New Delhi: Flashback time or looking at the sporting road ahead? No easy answers even one year after the Commonwealth Games with the grand opening ceremony and rich medals haul almost fading in memory as the men behind the multimillion rupee event continue to be behind bars on charges of corruption and many of the lavish stadiums lie in disuse.
Scepticism runs deep over the 2010 Commonwealth Games, mired in corruption scandals with investigators still unravelling instances of financial irregularities.
For some, the 101 medals won at the Oct 3-14, 2010, Games was a step towards India becoming a sporting nation. For others, the graft cases, involving at least 25 officials of the Organising Committee (OC), are the insurmountable hurdles on the track towards true spirit of sport.
The national capital did benefit of course. Twenty-five overbridges and flyovers, several foot overbridges and sleek-looking low floor red and green buses were introduced. But the much trumpeted Games village lies in neglect as do the many sporting venues.
The excellent performance by players in the CWG saw the government earmarking a record Rs.260 crore ($53 million) for training and competition ahead of the London Olympics.
But questions have arisen on how far the 19th Commonwealth Games (CWG) - the cost of which escalated to Rs. 28,054 crore ($6 billion) - have taken Indian sport. The intense debate continues 12 months later.
"The CWG was a great sporting great which saw Indian players coming from nondescript villages across the country winning medals in events like gymnastics and swimming," said Varun Singh, a college student.

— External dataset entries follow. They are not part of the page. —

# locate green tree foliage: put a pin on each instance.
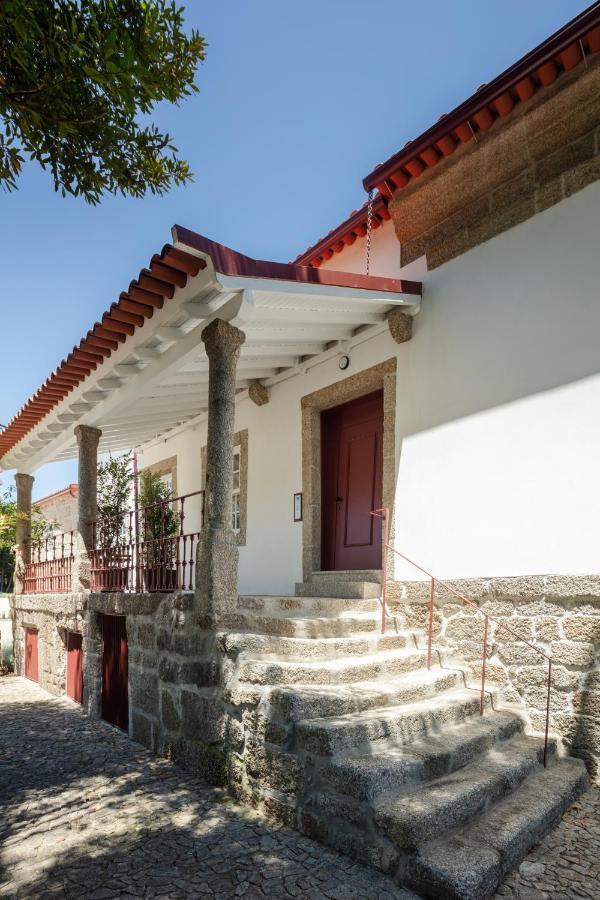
(114, 490)
(75, 78)
(41, 528)
(158, 518)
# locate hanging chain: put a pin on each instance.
(369, 221)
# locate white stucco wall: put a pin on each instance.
(497, 431)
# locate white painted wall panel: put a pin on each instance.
(498, 414)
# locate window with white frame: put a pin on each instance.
(235, 496)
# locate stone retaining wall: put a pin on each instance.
(180, 705)
(187, 704)
(559, 614)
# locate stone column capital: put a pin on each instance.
(23, 481)
(87, 435)
(400, 325)
(221, 338)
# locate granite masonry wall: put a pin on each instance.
(183, 699)
(188, 702)
(543, 153)
(559, 614)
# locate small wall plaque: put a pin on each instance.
(298, 507)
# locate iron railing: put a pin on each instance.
(148, 548)
(384, 514)
(50, 565)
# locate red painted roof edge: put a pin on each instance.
(230, 262)
(153, 287)
(356, 218)
(574, 30)
(561, 51)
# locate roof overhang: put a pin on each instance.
(156, 377)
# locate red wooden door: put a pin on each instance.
(31, 654)
(74, 666)
(351, 468)
(115, 705)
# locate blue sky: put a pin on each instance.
(298, 102)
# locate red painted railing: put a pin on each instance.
(384, 514)
(148, 548)
(51, 564)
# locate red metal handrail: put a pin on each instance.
(160, 558)
(384, 514)
(50, 565)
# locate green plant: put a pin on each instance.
(114, 489)
(158, 519)
(41, 528)
(78, 80)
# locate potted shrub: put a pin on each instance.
(159, 527)
(113, 539)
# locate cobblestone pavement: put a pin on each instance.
(87, 814)
(566, 865)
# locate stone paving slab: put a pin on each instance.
(88, 814)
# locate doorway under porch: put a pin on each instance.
(378, 378)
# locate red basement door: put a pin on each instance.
(74, 667)
(31, 654)
(115, 705)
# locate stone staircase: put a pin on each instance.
(356, 743)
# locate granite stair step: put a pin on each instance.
(470, 863)
(401, 723)
(308, 627)
(339, 589)
(366, 778)
(412, 818)
(312, 604)
(317, 701)
(317, 648)
(333, 671)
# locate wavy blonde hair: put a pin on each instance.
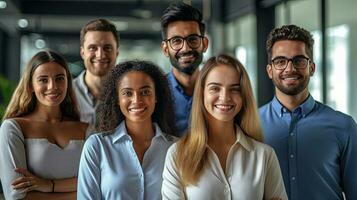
(23, 100)
(191, 154)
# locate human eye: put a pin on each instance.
(108, 48)
(42, 80)
(146, 92)
(280, 61)
(176, 41)
(300, 61)
(92, 48)
(127, 93)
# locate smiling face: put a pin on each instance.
(222, 94)
(99, 52)
(290, 81)
(49, 83)
(185, 60)
(137, 97)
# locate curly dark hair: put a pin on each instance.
(180, 12)
(290, 32)
(109, 115)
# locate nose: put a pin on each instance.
(290, 66)
(224, 95)
(99, 52)
(52, 84)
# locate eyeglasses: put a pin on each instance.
(176, 42)
(299, 62)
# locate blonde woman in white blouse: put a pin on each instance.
(222, 157)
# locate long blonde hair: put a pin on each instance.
(23, 100)
(191, 154)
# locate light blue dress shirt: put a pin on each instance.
(316, 147)
(110, 169)
(182, 104)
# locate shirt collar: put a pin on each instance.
(82, 83)
(242, 139)
(173, 81)
(121, 133)
(306, 107)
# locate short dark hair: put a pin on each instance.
(109, 115)
(180, 12)
(99, 25)
(290, 32)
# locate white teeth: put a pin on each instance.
(224, 107)
(136, 109)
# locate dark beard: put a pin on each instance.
(190, 69)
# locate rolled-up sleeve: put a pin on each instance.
(12, 156)
(89, 176)
(172, 188)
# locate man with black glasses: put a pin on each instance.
(184, 43)
(316, 145)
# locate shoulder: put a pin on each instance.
(331, 114)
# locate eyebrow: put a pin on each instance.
(218, 84)
(144, 87)
(45, 76)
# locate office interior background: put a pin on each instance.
(238, 27)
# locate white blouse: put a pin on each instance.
(252, 172)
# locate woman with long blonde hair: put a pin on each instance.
(41, 137)
(221, 156)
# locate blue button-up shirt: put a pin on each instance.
(110, 169)
(316, 147)
(182, 104)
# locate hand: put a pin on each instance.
(28, 182)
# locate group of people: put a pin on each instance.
(129, 131)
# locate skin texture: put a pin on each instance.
(291, 84)
(99, 52)
(49, 83)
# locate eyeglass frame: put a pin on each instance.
(292, 62)
(185, 40)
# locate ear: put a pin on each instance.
(81, 51)
(165, 48)
(205, 43)
(312, 69)
(269, 69)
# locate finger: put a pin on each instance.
(21, 185)
(19, 180)
(30, 188)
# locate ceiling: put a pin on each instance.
(134, 18)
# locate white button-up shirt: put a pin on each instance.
(252, 173)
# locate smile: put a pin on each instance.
(224, 108)
(136, 110)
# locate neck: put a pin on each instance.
(140, 131)
(94, 84)
(48, 114)
(220, 132)
(186, 81)
(291, 101)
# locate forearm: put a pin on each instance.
(65, 185)
(53, 196)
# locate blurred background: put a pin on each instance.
(238, 27)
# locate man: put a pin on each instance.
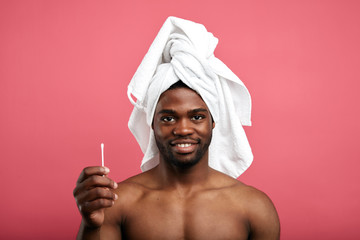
(181, 196)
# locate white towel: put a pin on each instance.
(184, 50)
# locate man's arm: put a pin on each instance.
(93, 195)
(263, 218)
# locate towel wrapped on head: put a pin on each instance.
(184, 50)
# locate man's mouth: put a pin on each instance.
(184, 146)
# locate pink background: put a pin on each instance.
(64, 70)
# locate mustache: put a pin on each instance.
(184, 139)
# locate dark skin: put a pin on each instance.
(182, 197)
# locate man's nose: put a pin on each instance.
(183, 128)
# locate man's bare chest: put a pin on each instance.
(167, 216)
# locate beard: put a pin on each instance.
(169, 157)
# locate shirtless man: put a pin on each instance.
(182, 197)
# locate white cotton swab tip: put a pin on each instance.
(102, 154)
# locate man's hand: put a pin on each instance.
(93, 194)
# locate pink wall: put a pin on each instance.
(65, 66)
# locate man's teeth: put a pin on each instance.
(184, 145)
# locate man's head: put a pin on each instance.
(182, 126)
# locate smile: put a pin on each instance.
(183, 145)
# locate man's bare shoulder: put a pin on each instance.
(255, 204)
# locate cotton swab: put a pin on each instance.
(102, 154)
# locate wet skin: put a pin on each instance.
(181, 198)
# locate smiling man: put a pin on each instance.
(188, 189)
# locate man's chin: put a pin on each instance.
(183, 161)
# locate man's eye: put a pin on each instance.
(197, 117)
(167, 119)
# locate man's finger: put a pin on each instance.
(96, 193)
(89, 171)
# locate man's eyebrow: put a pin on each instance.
(167, 111)
(197, 110)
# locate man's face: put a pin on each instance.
(183, 127)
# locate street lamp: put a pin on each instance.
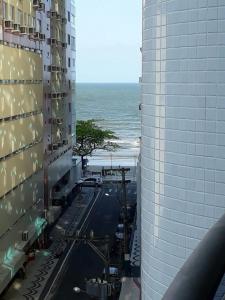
(77, 290)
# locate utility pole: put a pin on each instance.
(123, 172)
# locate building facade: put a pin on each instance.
(183, 133)
(37, 82)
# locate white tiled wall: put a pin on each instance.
(183, 133)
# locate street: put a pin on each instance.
(83, 262)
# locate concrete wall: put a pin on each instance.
(183, 133)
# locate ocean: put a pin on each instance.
(116, 106)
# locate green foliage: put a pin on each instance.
(90, 137)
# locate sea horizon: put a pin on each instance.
(115, 106)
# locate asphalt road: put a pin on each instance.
(83, 262)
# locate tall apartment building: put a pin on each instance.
(183, 133)
(37, 81)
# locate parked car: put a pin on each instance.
(92, 181)
(113, 271)
(119, 231)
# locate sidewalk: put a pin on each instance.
(39, 271)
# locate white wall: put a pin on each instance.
(183, 133)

Others are not so optimistic.
"We don`t have a system of checks and balances to ensure transparency in events involving huge sums of money. I don`t think India can hold events at such scale until it sets a system in place to ensure proper monitoring of work and money," said Mrinal Kulkarni, a government employee.
A former official of the Sports Authority of India (SAI) recalled the Asian Games of 1982 when it was said there would be an exponential increase in the country`s sport culture. That never happened.
"A similar claim was made about CWG 2010 but the whole world has now come to realise that the sole purpose was to enable a coterie that has long ruled the Indian Olympic Association gain immense pecuniary benefits," he said.
"Has India`s sporting prowess improved? Well, we might have been second medals tally at the CWG but the reality check came just a month later at the Guangzhou Asian Games, where we were sixth," he added.
"It`s not a question of if and when the next big international event should be held. That money would be better spent on utilising the existing facilities across the country and in creating facilities at the grassroots."
Lack of residential facilities and high rentals have scared national sports federations away from holding their training camps or major tournaments at the state-of-the-art venues in the National Capital Region.
"We prefer to have our national camps at places where there is good residential accommodation...," said Athletics Federation of India (AFI) director M.L. Dograsaid Dogra.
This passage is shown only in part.